Think of how many adverbs merely repeat what a verb expresses: circle around, expedite quickly, merge together, repeat again, return back, first conceive, plan ahead, completely destroy. Those two-word phrases could all convey the same idea with one word. Then there’s shuttle back and forth. C’mon: “back and forth” is part of the definition of shuttle, so to write shuttle back and forth only shuttles our readers within a sentence.
Often, we deploy verb pairs reflexively, not intentionally. Shelve one part of dig and delve. Think twice about think and reflect. When it comes to this habit, cease or desist—but, please, don’t cease and desist!
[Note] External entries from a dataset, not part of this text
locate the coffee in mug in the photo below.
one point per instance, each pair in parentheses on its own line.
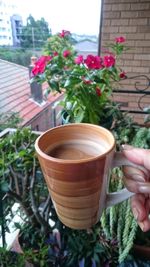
(76,160)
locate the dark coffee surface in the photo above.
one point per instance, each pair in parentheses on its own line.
(76,150)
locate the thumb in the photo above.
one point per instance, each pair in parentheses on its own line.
(138,156)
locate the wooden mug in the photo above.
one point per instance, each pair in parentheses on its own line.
(78,185)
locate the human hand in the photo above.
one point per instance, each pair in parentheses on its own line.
(138,182)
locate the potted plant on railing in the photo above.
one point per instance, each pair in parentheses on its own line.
(87,83)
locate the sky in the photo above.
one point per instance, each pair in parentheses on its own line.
(77,16)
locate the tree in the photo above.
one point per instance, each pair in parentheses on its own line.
(35,33)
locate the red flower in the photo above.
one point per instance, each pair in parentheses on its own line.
(55,53)
(120,39)
(40,65)
(122,75)
(86,81)
(64,33)
(79,59)
(98,91)
(93,62)
(109,61)
(66,53)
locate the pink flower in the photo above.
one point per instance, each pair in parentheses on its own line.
(66,53)
(120,39)
(55,53)
(109,61)
(78,60)
(122,75)
(40,65)
(93,62)
(98,91)
(64,33)
(86,81)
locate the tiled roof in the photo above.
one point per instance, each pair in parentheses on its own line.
(15,93)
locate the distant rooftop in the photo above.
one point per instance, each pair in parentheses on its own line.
(15,92)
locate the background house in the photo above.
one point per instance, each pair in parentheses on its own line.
(17,95)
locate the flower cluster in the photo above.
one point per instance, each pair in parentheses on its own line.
(87,82)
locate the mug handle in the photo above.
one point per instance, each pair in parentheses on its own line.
(119,196)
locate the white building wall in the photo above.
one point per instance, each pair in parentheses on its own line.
(7,9)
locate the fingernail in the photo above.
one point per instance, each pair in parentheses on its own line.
(135,213)
(141,226)
(126,147)
(144,189)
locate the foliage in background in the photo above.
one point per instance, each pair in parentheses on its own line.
(9,120)
(118,222)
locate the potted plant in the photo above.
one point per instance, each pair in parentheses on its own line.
(86,82)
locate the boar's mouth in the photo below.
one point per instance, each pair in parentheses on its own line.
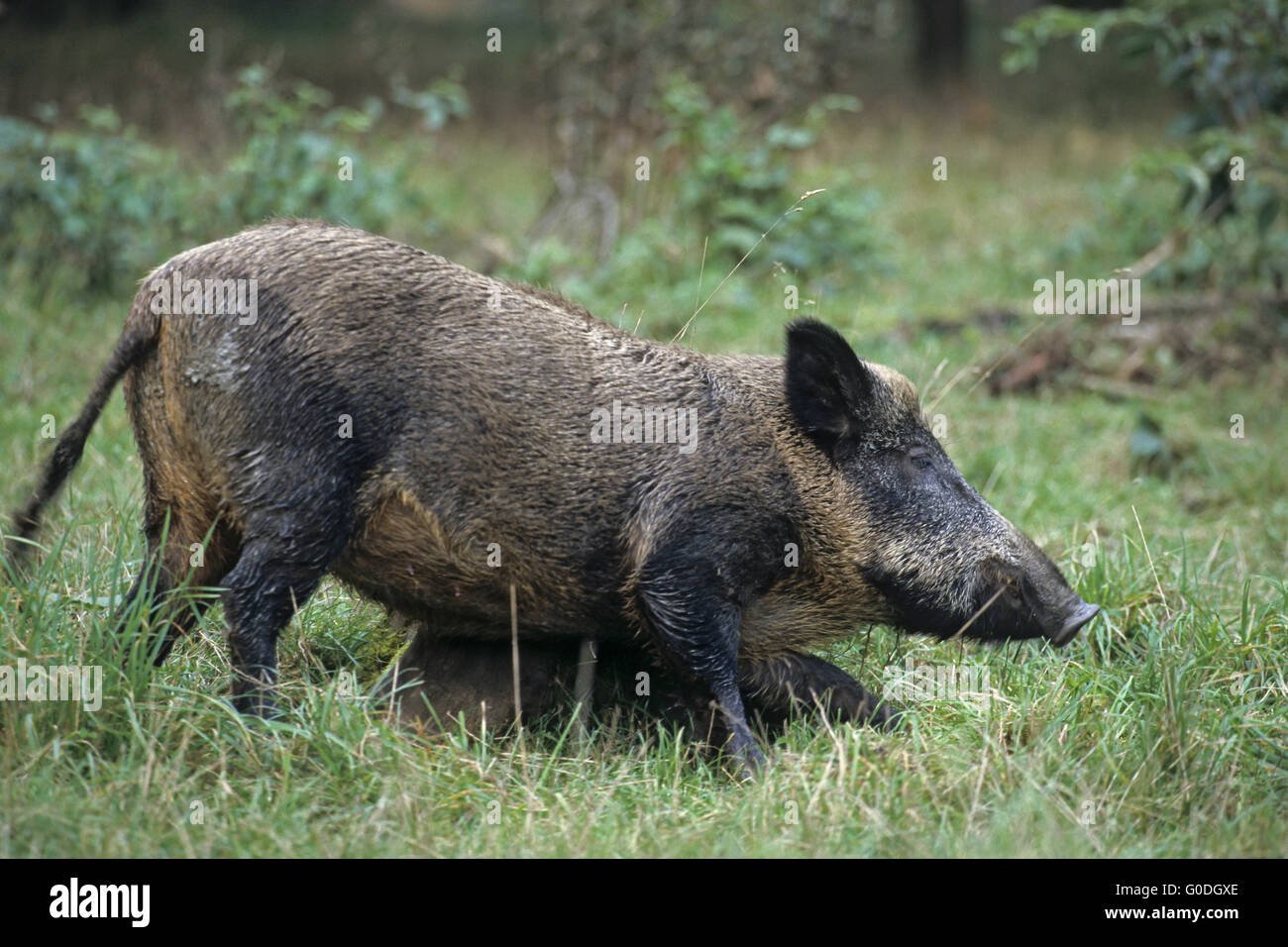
(1001,611)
Certain redundancies are especially common business writing, like the nouns effectiveness and efficiency or the verbs engaged and excited. The following sentence appeared in the manuscript of a business book: “Consider how keeping a daily checklist might keep you engaged and excited about your job.” But when you are engaged, aren’t you usually excited?
One of the biggest downsides of a too-rich-vocabulary is words that are uncommon and unwieldy. The worst are also abstract and pompous. Some have been cobbled from Latin and Greek by writers who wanted to seem erudite. (A few centuries ago, these were dubbed “inkhorn terms,” in honor of the horn pot holding ink for quills used by pedantic writers too fond of the classics.)
Beware Tuxedo Verbs
I prefer to call them “tuxedo verbs.” Take perfectly good verbs like give, start, join, grill, and pay, dress them up in uncomfortable duds, and you get the synonyms bequeath, commence, conjoin, interrogate, and remunerate.
Other tuxedo verbs rely on the Greek suffix –ize. Some of these cropped up long ago— baptize, for example, was used as early as the 13th century. Modern science loves this suffix and sticks it on nouns to create verbs such as oxidize, polymerize, and galvanize.* When an -ize verb expresses something we have no better synonym for—capsize, Mirandize, recognize, sterilize—it’s fine to use it. But avoid such verbs when a more succinct synonym exists—finish is better than finalize, and moisten is better than moisturize, no matter what Oil of Olay promises.